2. The lactobacillus plantarum used in the invention is lactobacillus plantarum RP1, and has the characteristics of high growth speed, high lactic acid yield and strong antibacterial property. The clostridium butyricum not only can produce a large amount of butyric acid and promote the growth and reproduction of other probiotics, but also is an essential substance for promoting the growth, development and repair of intestinal mucosa.

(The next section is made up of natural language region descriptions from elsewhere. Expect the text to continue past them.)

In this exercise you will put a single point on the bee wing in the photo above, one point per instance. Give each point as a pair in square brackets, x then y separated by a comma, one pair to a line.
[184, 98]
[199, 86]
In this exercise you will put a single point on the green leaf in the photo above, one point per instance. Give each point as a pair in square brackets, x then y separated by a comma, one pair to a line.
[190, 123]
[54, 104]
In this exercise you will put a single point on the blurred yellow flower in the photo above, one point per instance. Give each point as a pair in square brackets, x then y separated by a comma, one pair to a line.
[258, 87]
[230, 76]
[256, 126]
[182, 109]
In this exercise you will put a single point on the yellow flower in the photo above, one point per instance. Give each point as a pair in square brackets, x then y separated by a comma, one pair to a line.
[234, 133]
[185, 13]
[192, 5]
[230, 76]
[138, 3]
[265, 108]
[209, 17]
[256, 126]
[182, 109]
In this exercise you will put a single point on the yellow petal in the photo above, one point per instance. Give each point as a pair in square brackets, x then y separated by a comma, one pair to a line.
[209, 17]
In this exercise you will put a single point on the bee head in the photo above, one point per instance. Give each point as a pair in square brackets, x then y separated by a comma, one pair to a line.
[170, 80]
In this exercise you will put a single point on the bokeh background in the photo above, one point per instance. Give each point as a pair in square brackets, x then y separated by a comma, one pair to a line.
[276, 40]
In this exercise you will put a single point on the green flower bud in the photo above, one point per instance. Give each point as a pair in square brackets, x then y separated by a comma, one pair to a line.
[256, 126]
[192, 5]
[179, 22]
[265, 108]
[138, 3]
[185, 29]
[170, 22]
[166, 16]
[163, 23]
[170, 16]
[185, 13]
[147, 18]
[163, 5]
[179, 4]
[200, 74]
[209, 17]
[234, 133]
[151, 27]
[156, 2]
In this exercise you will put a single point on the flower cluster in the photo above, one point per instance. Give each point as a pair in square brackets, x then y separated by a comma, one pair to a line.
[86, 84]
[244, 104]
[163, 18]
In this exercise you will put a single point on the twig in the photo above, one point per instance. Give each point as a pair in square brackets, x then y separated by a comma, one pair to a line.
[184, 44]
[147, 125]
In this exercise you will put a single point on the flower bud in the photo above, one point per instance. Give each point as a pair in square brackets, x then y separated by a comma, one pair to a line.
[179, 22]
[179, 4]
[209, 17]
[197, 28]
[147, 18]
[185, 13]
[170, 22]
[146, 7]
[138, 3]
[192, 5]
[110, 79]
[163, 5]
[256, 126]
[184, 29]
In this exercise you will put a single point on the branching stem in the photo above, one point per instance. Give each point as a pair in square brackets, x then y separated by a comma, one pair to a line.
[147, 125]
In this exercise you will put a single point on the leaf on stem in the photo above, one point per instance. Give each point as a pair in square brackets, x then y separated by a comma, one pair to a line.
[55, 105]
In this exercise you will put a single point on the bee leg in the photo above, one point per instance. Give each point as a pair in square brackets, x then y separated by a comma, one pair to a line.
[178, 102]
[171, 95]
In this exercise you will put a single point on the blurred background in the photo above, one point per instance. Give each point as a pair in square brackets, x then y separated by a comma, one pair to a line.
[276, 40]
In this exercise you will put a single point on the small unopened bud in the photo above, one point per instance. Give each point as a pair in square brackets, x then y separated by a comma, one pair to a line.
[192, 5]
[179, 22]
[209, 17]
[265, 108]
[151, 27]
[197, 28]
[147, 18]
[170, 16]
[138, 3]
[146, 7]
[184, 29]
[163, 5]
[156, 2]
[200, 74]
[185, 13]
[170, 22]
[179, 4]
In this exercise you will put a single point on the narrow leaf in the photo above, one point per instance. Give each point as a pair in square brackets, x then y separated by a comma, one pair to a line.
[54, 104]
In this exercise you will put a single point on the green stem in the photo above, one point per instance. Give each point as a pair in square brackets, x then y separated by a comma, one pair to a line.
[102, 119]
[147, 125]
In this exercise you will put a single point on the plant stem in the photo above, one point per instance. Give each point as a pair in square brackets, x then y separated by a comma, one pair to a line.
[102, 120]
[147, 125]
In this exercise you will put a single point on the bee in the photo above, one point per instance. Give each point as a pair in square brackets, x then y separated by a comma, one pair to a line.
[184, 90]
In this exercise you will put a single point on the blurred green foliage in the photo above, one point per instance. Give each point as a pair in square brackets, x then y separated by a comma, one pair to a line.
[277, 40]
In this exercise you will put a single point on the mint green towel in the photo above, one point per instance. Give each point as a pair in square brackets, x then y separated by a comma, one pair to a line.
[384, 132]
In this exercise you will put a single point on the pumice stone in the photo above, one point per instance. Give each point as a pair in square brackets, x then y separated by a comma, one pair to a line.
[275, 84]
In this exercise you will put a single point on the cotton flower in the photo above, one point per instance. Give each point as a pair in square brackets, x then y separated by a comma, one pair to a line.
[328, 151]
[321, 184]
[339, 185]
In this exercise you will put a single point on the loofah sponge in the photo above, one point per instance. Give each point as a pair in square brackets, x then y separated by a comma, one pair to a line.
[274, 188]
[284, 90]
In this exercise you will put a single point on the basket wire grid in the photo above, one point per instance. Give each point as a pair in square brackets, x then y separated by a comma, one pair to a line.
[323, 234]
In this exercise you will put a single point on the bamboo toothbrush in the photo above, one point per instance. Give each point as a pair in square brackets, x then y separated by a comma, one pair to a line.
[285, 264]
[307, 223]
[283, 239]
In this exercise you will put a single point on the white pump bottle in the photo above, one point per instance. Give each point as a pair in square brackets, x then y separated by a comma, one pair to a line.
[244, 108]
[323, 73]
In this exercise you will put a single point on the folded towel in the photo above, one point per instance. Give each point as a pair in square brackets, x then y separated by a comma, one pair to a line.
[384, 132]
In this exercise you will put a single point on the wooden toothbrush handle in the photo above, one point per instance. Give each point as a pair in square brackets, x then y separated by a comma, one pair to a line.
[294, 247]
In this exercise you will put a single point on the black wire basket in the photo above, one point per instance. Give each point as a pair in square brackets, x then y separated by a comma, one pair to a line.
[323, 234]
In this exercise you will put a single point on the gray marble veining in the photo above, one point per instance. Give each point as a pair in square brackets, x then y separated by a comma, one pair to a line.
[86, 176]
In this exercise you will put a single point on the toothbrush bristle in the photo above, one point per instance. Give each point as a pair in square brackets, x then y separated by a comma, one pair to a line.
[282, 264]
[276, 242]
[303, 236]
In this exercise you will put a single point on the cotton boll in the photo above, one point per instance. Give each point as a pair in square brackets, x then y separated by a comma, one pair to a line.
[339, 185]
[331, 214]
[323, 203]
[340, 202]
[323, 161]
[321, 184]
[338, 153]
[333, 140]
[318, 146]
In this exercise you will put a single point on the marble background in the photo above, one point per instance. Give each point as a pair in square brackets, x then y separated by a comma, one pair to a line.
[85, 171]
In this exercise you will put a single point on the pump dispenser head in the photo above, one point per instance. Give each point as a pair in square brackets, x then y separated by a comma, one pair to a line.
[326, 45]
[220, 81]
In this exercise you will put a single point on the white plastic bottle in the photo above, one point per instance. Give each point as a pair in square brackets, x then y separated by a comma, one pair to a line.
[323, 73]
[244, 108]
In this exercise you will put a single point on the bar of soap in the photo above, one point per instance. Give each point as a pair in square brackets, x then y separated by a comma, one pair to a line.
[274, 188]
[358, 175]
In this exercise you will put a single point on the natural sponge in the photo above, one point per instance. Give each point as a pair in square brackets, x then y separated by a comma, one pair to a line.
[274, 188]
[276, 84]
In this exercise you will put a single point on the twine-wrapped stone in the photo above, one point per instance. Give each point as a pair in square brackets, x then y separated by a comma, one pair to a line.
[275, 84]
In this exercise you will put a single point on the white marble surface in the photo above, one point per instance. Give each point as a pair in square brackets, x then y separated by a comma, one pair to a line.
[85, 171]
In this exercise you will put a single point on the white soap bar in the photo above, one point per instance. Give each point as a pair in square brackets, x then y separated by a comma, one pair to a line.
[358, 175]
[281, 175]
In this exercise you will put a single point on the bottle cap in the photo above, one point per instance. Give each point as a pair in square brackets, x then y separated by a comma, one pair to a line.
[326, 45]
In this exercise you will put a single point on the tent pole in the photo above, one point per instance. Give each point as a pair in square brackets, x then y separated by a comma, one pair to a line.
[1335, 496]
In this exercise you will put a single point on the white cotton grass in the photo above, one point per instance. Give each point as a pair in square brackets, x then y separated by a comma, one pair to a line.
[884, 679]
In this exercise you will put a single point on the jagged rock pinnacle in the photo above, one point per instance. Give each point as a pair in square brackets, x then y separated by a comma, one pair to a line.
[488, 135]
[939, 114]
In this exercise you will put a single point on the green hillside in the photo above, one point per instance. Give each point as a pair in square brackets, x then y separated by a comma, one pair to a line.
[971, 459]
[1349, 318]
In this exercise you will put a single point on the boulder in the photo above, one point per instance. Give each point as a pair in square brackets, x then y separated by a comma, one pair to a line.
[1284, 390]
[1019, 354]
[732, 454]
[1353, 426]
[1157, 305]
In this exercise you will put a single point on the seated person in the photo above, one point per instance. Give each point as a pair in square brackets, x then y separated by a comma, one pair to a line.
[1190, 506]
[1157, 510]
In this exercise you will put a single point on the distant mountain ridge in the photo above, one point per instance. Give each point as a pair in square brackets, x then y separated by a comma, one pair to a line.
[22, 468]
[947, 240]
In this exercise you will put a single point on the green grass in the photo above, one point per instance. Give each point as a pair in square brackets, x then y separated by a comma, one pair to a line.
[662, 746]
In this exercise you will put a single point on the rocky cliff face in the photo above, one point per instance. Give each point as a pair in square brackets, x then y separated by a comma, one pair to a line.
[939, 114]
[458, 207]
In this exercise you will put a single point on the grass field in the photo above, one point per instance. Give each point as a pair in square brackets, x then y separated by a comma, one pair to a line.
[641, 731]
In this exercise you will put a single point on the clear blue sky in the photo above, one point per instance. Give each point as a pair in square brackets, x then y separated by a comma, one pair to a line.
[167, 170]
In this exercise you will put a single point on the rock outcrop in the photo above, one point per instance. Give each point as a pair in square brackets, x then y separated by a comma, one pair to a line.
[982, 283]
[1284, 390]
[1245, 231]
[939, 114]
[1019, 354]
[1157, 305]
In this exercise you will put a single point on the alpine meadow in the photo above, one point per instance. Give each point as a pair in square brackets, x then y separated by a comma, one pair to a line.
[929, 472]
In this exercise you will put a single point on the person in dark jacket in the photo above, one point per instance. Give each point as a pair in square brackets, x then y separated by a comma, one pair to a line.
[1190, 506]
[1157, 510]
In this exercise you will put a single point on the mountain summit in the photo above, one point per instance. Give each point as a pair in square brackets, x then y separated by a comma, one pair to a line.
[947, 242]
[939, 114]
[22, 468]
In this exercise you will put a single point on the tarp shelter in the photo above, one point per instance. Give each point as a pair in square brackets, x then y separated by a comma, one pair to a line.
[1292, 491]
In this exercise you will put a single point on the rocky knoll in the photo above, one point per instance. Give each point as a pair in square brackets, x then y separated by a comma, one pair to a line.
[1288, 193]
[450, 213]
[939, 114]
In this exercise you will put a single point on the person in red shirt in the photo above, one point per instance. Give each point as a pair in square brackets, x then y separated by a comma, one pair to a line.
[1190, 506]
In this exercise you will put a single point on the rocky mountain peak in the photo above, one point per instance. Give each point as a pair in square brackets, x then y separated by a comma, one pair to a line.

3. The lactobacillus plantarum culture used in the invention is obtained by fermenting lactobacillus plantarum RP1 through a solid culture medium, wherein the lactobacillus plantarum RP1 contains various metabolites including polysaccharide, L-lactic acid and bacteriocin, so that common pathogenic bacteria such as escherichia coli and salmonella can be effectively inhibited and killed, and due to sour taste, palatability can be improved and feed intake can be increased.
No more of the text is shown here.